Comme pour le signe et l’outil, la théorie de la médiation distingue trois modes de réinvestissement de l’instance institutionnelle : anallactique, synallactique et choral. Ce dernier adjectif renvoie à choeur alors que les deux premiers que vous ne trouverez pas dans le dictionnaire sont des néologismes autour du grec « allos » (l’autre), le préfixe an-  étant privatif et syn- signifiant avec. 

Même le Pape s’en est aperçu : nous ne sommes pas seuls. Nous n’allons donc pas réfléchir au niveau de l’individu mais réfléchir un cran au-dessus, à hauteur de groupes sociaux, car je le rappelle, si la Personne n’existe que conditionnée dans notre matière cérébrale, elle n’en dépasse pas moins le sujet physique. L’individu participe de déterminismes qui le dépassent et dont bien souvent il n’a pas conscience : il est conditionné à son insu et depuis toujours.

Lorsque le réaménagement de l’institution tend à la figer ou même à la replier sur elle-même, Gagnepain utilise le terme anallactique pour le qualifier : on peut le comprendre comme le rejet de l’altérité et par conséquent du nouveau, du lointain ou du paria. C’est ce qu’on appelle le conservatisme qui se traduit aussi par le centralisme et l’élitisme suivant qu’on considère le temps, le lieu ou la strate sociale. Toujours avec son sens de la formule, Gagnepain parle d’allégeance comme d’une « manière de légalité fondée sur le respect d’un ordre tenu pour accompli avant, au loin ou au-dessus ». L’ordre immuable du monde est inscrit là où seule, une minorité initiée a accès. Comme pour le mythe, les choses sont à prendre comme elles sont, sans explication.

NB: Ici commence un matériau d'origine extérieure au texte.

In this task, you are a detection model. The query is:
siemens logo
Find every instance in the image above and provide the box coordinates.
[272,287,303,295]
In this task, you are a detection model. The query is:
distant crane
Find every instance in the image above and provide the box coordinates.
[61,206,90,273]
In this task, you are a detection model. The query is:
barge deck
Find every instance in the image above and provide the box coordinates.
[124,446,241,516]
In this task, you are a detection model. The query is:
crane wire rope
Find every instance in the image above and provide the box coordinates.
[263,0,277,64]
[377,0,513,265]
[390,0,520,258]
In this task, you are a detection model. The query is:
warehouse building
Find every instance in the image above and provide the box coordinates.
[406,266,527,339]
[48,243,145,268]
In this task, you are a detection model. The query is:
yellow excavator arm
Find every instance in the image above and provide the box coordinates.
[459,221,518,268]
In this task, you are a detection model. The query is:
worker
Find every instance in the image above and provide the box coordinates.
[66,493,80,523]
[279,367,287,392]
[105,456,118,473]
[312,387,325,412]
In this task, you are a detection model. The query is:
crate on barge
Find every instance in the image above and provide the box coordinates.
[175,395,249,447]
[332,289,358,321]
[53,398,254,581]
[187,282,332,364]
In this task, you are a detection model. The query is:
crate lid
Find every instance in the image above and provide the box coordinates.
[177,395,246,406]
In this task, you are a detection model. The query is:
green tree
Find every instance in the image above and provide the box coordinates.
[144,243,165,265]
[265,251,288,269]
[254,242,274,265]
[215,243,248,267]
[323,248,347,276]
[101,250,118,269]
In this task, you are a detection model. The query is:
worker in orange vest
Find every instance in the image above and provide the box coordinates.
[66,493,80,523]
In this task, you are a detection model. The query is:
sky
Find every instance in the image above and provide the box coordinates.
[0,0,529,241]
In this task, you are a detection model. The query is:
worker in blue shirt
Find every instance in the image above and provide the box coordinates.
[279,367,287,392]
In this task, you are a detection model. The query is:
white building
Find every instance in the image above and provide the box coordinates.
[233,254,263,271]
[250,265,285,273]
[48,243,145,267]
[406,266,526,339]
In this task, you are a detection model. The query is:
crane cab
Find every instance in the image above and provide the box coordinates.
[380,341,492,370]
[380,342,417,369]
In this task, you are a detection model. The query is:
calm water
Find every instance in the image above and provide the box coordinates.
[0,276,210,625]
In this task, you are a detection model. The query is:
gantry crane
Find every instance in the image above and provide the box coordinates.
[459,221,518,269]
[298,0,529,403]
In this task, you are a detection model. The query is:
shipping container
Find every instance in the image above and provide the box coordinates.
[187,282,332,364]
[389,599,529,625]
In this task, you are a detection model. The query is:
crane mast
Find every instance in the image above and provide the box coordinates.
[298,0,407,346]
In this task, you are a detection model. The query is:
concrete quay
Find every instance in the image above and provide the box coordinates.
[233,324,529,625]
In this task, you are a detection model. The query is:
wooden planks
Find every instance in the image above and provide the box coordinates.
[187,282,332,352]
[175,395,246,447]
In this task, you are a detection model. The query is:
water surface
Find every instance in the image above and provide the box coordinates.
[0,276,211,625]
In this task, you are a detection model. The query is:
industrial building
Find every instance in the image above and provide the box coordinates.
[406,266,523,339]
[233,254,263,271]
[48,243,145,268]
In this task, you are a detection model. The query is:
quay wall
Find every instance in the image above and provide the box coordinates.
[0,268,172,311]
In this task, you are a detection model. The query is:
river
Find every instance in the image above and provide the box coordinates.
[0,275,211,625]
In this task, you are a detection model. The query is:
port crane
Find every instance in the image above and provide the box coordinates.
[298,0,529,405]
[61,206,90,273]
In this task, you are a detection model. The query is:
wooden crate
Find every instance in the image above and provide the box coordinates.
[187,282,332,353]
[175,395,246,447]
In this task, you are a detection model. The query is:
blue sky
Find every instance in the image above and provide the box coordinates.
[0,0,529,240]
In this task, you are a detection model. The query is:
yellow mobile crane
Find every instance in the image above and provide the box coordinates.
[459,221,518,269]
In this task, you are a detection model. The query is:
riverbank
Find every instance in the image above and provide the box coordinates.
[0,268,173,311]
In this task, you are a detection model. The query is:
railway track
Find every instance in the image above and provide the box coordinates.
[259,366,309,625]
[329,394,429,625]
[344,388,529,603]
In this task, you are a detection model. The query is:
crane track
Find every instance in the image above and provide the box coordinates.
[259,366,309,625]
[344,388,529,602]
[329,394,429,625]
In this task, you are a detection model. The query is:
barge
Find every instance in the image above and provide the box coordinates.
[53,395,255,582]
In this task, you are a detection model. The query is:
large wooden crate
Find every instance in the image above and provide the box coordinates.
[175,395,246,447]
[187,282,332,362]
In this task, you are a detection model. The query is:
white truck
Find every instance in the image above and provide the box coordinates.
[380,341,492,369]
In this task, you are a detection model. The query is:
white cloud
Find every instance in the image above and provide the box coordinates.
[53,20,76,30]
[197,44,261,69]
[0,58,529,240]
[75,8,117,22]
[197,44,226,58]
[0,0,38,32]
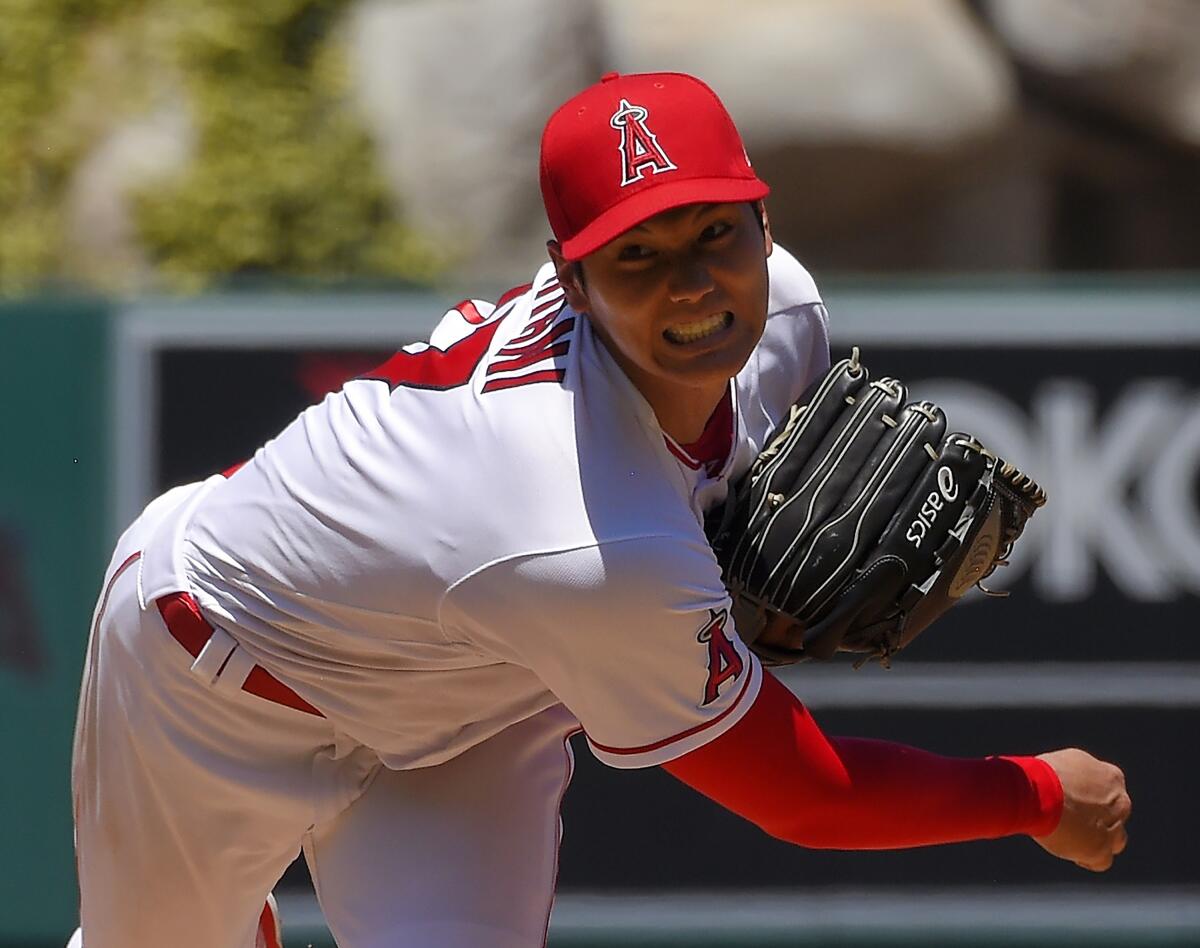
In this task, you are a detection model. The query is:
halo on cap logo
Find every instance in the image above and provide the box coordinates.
[608,98,676,187]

Le conservateur freine donc le changement et cherche à momifier l’existant. Il se fait héritier de la tradition et de l’ordre établi (en général, par sa propre classe cependant). C’est le snob qui prend son thé dans de la vaisselle chinoise en levant le petit doigt, le patron qui verse un treizième mois comme on offrait des étrennes, le fils de bonne famille qui entretient le patrimoine foncier et l’arbre généalogique, l’amateur de moutarde à l’ancienne et de nappe à carreaux, le bourgeois qui entretient l’esprit de caste, le nationaliste qui scande « on est chez nous! », le pinailleur en orthographe, la dame patronnesse et l’électeur de droite qui croit encore aux urnes qui portent toujours au pouvoir un membre de sa classe. Pourquoi donc changer ce qui est ?

 – Messeigneurs, une petite pièce pour le téléthon !

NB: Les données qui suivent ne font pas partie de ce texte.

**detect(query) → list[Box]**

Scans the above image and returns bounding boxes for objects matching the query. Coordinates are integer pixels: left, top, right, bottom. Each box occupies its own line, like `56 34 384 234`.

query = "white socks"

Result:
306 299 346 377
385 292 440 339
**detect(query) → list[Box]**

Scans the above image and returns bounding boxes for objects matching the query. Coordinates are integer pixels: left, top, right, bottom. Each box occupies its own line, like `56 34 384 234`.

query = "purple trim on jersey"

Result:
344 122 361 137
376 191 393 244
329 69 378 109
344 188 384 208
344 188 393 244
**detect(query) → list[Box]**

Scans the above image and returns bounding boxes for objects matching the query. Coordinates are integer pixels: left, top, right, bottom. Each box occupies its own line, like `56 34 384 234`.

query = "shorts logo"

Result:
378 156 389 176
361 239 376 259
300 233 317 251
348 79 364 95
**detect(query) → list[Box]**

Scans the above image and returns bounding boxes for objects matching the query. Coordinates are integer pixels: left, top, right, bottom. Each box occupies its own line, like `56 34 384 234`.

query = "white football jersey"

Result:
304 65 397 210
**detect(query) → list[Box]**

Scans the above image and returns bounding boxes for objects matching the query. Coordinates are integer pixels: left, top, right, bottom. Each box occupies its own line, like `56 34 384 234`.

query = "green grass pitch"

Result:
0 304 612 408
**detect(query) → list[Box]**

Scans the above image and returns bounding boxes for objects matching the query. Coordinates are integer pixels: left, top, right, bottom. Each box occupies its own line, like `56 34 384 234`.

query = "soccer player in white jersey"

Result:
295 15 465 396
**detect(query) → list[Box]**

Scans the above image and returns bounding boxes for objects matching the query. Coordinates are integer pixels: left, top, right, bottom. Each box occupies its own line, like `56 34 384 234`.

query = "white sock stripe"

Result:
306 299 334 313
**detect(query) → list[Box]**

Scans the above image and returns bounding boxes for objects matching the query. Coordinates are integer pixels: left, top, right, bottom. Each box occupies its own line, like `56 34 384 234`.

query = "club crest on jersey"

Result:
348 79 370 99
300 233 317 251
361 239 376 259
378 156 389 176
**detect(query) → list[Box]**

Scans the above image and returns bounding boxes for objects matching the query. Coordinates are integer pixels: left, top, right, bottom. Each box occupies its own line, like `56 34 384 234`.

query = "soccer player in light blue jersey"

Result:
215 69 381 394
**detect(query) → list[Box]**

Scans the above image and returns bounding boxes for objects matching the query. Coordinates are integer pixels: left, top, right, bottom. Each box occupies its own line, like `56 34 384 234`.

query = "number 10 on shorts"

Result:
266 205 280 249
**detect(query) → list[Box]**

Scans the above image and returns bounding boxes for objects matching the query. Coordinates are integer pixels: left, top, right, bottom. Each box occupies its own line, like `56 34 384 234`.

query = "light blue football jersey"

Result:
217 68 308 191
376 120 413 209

Eh bien justement, c’est l’option que propose la synallactique, la politique de la fuite en avant, la course au réajustement perpétuel de l’institution pour intégrer l’imprévu, la révolution permanente en somme.

Trotsky et Mao ont été remplacés par la disruption de la Silicon Valley et le blitzkrieg macroniste, l’avalanche de néologismes anglo-saxons, la chevauchée des technologies, le transhumanisme, le galop numérique, la libération des moeurs, le néo-capitalisme économique, bref ce qu’on nous présente comme le progrès. Pas de jugement de valeur mais le constat d’une perpétuelle modification de la Loi qui fragilise les repères.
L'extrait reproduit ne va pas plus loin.